3.2 Non-Disclosure. You shall maintain Confidential Information in strict confidence and shall not disclose it to any third party, except to your employees or contractors who need to know it for the Purpose and are bound by confidentiality obligations at least as strict as those herein. You remain liable for any breach by such persons.
3.3 No Reverse Engineering. You shall not reverse-engineer, decompile, disassemble, or otherwise attempt to derive any underlying ideas or algorithms from any prototypes, software, or other technical materials we provide, unless expressly permitted in writing.
4. Exclusions
These obligations do not apply to information that you can demonstrate:
- (a) was lawfully known to you without a confidentiality obligation before disclosure;
- (b) becomes publicly known through no fault of yours;
- (c) was independently developed by you without reference to our Confidential Information; or
- (d) must be disclosed under law or binding order, provided you promptly notify us (if legally permitted) so that we may seek a protective order or other appropriate remedy.
5. Term and Duration
This Agreement is effective on the date you click “I AGREE” (the “Effective Date”) and remains valid for two (2) years thereafter. Any Confidential Information disclosed during this period remains subject to confidentiality obligations for the same 2-year term from the Effective Date.
6. Return or Destruction
Upon our written request or upon completion of the Purpose, you will promptly (within 14 days) destroy or return all Confidential Information, including copies or derivatives. You may retain one archival copy if required by law or standard backup procedures, provided it remains subject to the confidentiality obligations herein.
7. No License or Additional Rights
All Confidential Information remains our exclusive property. No license or rights (including intellectual property rights) are granted or implied except for the limited right to use the Confidential Information solely for the Purpose.
8. Remedies
You acknowledge that any unauthorized use or disclosure of Confidential Information could cause irreparable harm to us, for which monetary damages may be inadequate. We may seek injunctive relief, damages, and any other remedies available under applicable law.

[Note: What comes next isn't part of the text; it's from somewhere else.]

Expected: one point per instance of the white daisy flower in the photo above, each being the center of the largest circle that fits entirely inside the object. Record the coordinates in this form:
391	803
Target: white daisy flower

9. Governing Law and Jurisdiction
This Agreement is governed by and construed in accordance with German law, excluding its conflict-of-law principles and the U.N. Convention on Contracts for the International Sale of Goods (CISG). Any dispute arising from or in connection with this Agreement is subject to the exclusive jurisdiction of the courts of [City], Germany, and you irrevocably submit to such jurisdiction.
10. Contractual Penalty (Optional)
We may impose a contractual penalty of EUR [__] per breach, in addition to any other damages or remedies allowed by law. If such an amount is specified prior to your acceptance, it forms part of this Agreement.
11. Miscellaneous
11.1 Entire Agreement. This Agreement constitutes the entire understanding regarding confidentiality between you and us concerning the Purpose, superseding any prior agreements or discussions on this matter.
11.2 Severability. If any provision of this Agreement is deemed invalid or unenforceable, the remaining provisions remain in full force, and the invalid provision is replaced by a valid one reflecting the original intent as closely as possible.
11.3 No Waiver. Failure to enforce any provision does not constitute a waiver of that or any other provision.
11.4 Electronic Acceptance. Your click-through acceptance (“I AGREE”) constitutes a binding signature, and the date of that click is the Effective Date.
By clicking “I AGREE,” you confirm that you have read and understood these terms and agree to be legally bound by this Non-Disclosure Agreement. If you do not agree, you must not proceed.